The village is served by three school districts. The majority is served by St. Charles Community Unit School District 303 while the northern end is served by Central Community Unit School District 301. Kaneland Community Unit School District 302 serves the far southwest portion of the village.

The first president and one of the founders of the village was Patsy Smith. Due to confusion over the requirements of Illinois election laws, an opposition group filed nominating petitions for a primary election to be held in February 2015; in previous municipal elections it had been believed that a primary was not required for the non-partisan general election. Over the objections of Smith and her supporters, a Kane County judge affirmed the requirement for a primary. Forced to run as a write-in candidate in the general election, Smith lost in her bid for re-election to Harry Blecker, an incumbent village trustee who had appeared on the primary ballot as a candidate for village president.

===Comprehensive plan===
In July 2012, the village released a comprehensive plan detailing future outlooks and developmental goals. Topics included village history, demographics, an outline of principles, policies and strategies, and also proposals for further commercial, residential and community development.

As of March 2013, Campton Hills has an established open space initiative.

==Geography==
Campton Hills is bordered by Saint Charles to the east, Lily Lake to the west, Elburn to the south and Elgin to the north.

According to the 2021 census gazetteer files, Campton Hills has a total area of 16.97 sqmi, of which 16.89 sqmi (or 99.53%) is land and 0.08 sqmi (or 0.47%) is water.

==Demographics==

Historical population
| Census | Pop. | Note | %± |
| 2010 | 11,131 |  | — |
| 2020 | 10,885 |  | −2.2% |
U.S. Decennial Census

===Racial and ethnic composition===

Campton Hills village, Illinois – Racial and ethnic composition Note: the US Census treats Hispanic/Latino as an ethnic category.

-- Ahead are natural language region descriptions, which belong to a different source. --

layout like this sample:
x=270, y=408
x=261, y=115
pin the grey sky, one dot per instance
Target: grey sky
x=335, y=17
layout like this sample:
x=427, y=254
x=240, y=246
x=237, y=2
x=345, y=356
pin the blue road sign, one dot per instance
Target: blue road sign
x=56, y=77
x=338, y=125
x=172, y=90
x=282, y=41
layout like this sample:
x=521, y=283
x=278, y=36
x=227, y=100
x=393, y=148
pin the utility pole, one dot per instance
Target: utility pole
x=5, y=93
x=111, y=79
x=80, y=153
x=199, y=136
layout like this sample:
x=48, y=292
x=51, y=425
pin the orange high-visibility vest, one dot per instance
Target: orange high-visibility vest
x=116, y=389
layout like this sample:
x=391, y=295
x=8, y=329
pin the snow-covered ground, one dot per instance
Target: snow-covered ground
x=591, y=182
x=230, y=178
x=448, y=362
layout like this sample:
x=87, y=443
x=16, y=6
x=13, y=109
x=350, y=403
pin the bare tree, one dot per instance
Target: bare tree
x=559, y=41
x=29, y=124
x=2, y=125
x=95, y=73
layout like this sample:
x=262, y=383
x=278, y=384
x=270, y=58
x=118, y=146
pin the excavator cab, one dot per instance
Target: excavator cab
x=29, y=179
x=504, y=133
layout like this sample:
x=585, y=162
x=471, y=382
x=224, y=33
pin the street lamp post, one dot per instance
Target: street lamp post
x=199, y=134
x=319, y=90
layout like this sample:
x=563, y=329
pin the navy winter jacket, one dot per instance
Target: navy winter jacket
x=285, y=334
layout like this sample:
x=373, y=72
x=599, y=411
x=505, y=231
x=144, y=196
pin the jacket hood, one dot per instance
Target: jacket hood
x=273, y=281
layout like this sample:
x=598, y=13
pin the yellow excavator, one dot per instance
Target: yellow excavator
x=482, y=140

This table excludes Latinos from the racial categories and assigns them to a separate category. Hispanics/Latinos may be of any race.
| Race / Ethnicity (NH = Non-Hispanic) | Pop 2010 | Pop 2020 | % 2010 | % 2020 |
|---|---|---|---|---|
| White alone (NH) | 10,341 | 9,480 | 92.90% | 87.09% |
| Black or African American alone (NH) | 57 | 91 | 0.51% | 0.84% |
| Native American or Alaska Native alone (NH) | 12 | 6 | 0.11% | 0.06% |
| Asian alone (NH) | 197 | 257 | 1.77% | 2.36% |
| Native Hawaiian or Pacific Islander alone (NH) | 6 | 0 | 0.05% | 0.00% |
| Other race alone (NH) | 13 | 22 | 0.12% | 0.20% |
| Mixed race or Multiracial (NH) | 99 | 413 | 0.89% | 3.79% |
| Hispanic or Latino (any race) | 406 | 616 | 3.65% | 5.66% |
| Total | 11,131 | 10,885 | 100.00% | 100.00% |

===2020 census===
As of the 2020 census, Campton Hills had a population of 10,885. There were 3,235 families residing in the village. The population density was 641.43 PD/sqmi. The median age was 43.5 years. 25.1% of residents were under the age of 18 and 15.7% of residents were 65 years of age or older. For every 100 females there were 103.6 males, and for every 100 females age 18 and over there were 101.1 males age 18 and over.

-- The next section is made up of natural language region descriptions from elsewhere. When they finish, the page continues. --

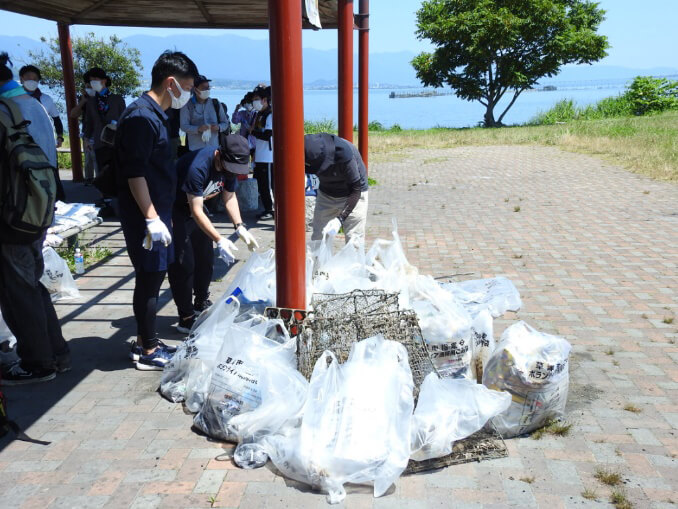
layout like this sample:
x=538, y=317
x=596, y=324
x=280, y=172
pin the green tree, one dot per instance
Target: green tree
x=121, y=62
x=486, y=48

89.2% of residents lived in urban areas, while 10.8% lived in rural areas.

There were 3,536 households in Campton Hills, of which 39.4% had children under the age of 18 living in them. Of all households, 79.3% were married-couple households, 7.9% were households with a male householder and no spouse or partner present, and 9.5% were households with a female householder and no spouse or partner present. About 9.2% of all households were made up of individuals and 4.7% had someone living alone who was 65 years of age or older. The average household size was 3.24 and the average family size was 3.12.

There were 3,641 housing units at an average density of 214.56 /sqmi, of which 2.9% were vacant. The homeowner vacancy rate was 0.8% and the rental vacancy rate was 4.9%.

===Income and poverty===
The median income for a household in the village was $173,503, and the median income for a family was $175,156. Males had a median income of $100,291 versus $36,885 for females. The per capita income for the village was $66,605. About 1.7% of families and 2.9% of the population were below the poverty line, including 1.4% of those under age 18 and 5.1% of those age 65 or over.